In 2024, Morris Cove — Ward 18 — and Westville — Wards 25 and 26 — saw the highest turnout rates in the city. But turnout rates in each of those wards were still lower than their 2020 levels.
Beaver Hills’ Ward 29 faced the most drastic drop in turnout, a more than 30 percentage point decline from 74.6 percent of voters casting ballots in 2020 to only 41.7 percent voting this year. Ward 29 Alder Brian Wingate told the News he found these results unexpected.
“I think that people were almost exhausted with politics,” Wingate told the News. “I was out there all day trying to force the people to come out. I was disappointed in the turnout for Ward 29. I thought the numbers were better.”

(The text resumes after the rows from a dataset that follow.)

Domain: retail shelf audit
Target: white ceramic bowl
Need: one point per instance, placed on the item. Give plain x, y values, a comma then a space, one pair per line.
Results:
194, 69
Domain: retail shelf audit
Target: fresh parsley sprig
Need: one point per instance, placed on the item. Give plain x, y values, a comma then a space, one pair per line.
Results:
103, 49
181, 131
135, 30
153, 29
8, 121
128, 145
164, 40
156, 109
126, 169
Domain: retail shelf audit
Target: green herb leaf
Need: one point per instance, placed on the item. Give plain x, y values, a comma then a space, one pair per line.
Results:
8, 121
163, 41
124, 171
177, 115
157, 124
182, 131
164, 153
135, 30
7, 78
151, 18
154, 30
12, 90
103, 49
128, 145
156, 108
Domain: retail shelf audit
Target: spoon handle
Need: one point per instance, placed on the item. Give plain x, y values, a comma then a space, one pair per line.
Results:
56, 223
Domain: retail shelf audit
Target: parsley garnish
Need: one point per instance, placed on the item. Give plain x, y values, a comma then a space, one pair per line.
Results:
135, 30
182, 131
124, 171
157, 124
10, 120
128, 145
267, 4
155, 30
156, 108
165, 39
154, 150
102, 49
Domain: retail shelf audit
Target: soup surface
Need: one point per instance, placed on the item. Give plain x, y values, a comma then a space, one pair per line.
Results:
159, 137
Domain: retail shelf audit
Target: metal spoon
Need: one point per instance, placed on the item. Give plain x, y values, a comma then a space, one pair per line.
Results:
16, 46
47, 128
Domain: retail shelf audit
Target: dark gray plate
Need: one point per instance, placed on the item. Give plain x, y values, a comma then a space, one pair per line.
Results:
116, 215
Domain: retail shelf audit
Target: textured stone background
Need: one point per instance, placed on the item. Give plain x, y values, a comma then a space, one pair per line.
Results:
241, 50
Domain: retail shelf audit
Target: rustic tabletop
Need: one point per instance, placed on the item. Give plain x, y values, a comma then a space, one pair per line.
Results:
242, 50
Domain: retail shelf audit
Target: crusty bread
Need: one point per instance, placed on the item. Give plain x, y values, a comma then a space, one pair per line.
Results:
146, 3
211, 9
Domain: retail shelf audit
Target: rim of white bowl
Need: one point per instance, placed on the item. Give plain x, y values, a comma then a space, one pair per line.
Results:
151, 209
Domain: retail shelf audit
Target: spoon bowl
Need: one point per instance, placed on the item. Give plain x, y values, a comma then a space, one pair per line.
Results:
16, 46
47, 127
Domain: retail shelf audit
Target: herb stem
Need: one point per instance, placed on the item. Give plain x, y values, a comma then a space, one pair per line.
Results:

Usually, Wingate plans voter registration efforts through an annual August block party in his district. This year, he said, the party did not happen. Wingate told the News that the party will return in 2025.
Wingate pointed to the brevity of Democratic nominee Vice President Kamala Harris’ campaign — only 107 days from Biden’s campaign suspension and endorsement to Election Day — as a hit to her chances in the race that made Trump more appealing to some voters.
Meanwhile, Ward 1, which covers most of Yale’s residential colleges and other student-dense parts of downtown, saw a huge jump in turnout from its 2020 levels. In 2020, only 173 individuals voted in Ward 1 — 23.8 percent of eligible voters.
But in 2024, 398 residents voted in the ward — 64.1 percent of eligible voters. Alex Moore ’26, the president of Yale Votes: A Student Initiative, a nonpartisan campus organization that aims to increase turnout among University students, said that he anticipated the increase. He pointed out that the 2020 election was held during the pandemic, when many students did not live on campus and a nationwide push to vote by mail could have encouraged many to vote absentee in their home state.
“This time around, mail voting wasn’t emphasized nearly as much and many students didn’t make a plan to vote until it was too late to vote by mail, and so lots of students ended up voting on Election Day or in the days before,” Moore said, describing 2024.
Moore does not believe that Yale Votes’ work to increase engagement during the election can claim credit for the increase in turnout because the statistics could merely indicate a shift in where — not whether — students voted.
New Haveners more likely to vote early if they live near the polling site
The November 2024 general election marked the third phase of Connecticut’s early voting rollout — and the first general election — since the state first implemented early voting in the April 2020 presidential primary. In total, 8,022 New Haveners cast their ballots early, representing around 21 percent of all voters in the election. About 1,000 more participated in same-day voter registration during an early voting day.
Early voting election moderators called the early voting numbers “tremendous” and expressed surprise at how many New Haveners chose to cast their ballots before Election Day. The city offered 14 days of early voting, all located in a meeting room on the second floor of City Hall. Throughout the two weeks, lines of up to two hours occasionally formed.
42.8 percent of voters in Ward 7, which covers Ninth Square and much of New Haven’s downtown area, chose to cast their ballots through early voting — the highest proportion in the city. On Election Day, Ward 7 voters are assigned to vote in the Hall of Records at 200 Orange St., which is connected to City Hall, making the early voting location no less convenient to these voters than their Election Day polling place.
Unsurprisingly, other wards with high early voting turnout were those adjacent to Ward 7. Meanwhile, voters in the city’s outskirts — Morris Cove in the Southeast and West Rock in the Northwest — largely chose to vote on Election Day.
The Hill and Fair Haven also saw low proportions of early voters, though they are geographically closer to City Hall.
38,097 New Haveners voted in the 2024 presidential election. 60,203 New Haveners are eligible to vote, according to the Registrar of Voters.